Because of Earth’s layered composition, scientists have often compared the basic arrangement of its interior to that of an onion. There’s the familiar thin crust of continents and ocean floors; the thick mantle of hot, semisolid rock; the molten metal outer core; and the solid iron inner core.
But unlike an onion, peeling back Earth’s layers to better explore planetary dynamics isn’t an option, forcing scientists to make educated guesses about our planet’s inner life based on surface-level observations. Clever imaging techniques devised by computational scientists, however, offer the promise of illuminating Earth’s subterranean secrets.
Using advanced modeling and simulation, seismic data generated by earthquakes, and one of the world’s fastest supercomputers, a team led by Jeroen Tromp of Princeton University is creating a detailed 3-D picture of Earth’s interior. Currently, the team is focused on imaging the entire globe from the surface to the core-mantle boundary, a depth of 1,800 miles.
These high-fidelity simulations add context to ongoing debates related to Earth’s geologic history and dynamics, bringing prominent features like tectonic plates, magma plumes, and hotspots into view. In 2016, the team released its first-generation global model. Created using data from 253 earthquakes captured by seismograms scattered around the world, the team’s model is notable for its global scope and high scalability.

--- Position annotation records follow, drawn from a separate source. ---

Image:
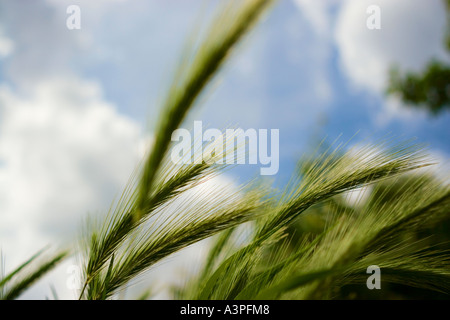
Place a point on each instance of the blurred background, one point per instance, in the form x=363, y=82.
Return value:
x=77, y=107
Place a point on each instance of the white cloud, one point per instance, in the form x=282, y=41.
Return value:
x=6, y=46
x=64, y=151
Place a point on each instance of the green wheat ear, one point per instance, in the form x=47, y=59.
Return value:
x=158, y=183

“This is the first global seismic model where no approximations — other than the chosen numerical method — were used to simulate how seismic waves travel through Earth and how they sense heterogeneities,” said Ebru Bozdag, a coprincipal investigator of the project and an assistant professor of geophysics at the University of Nice Sophia Antipolis. “That’s a milestone for the seismology community. For the first time, we showed people the value and feasibility of running these kinds of tools for global seismic imaging.”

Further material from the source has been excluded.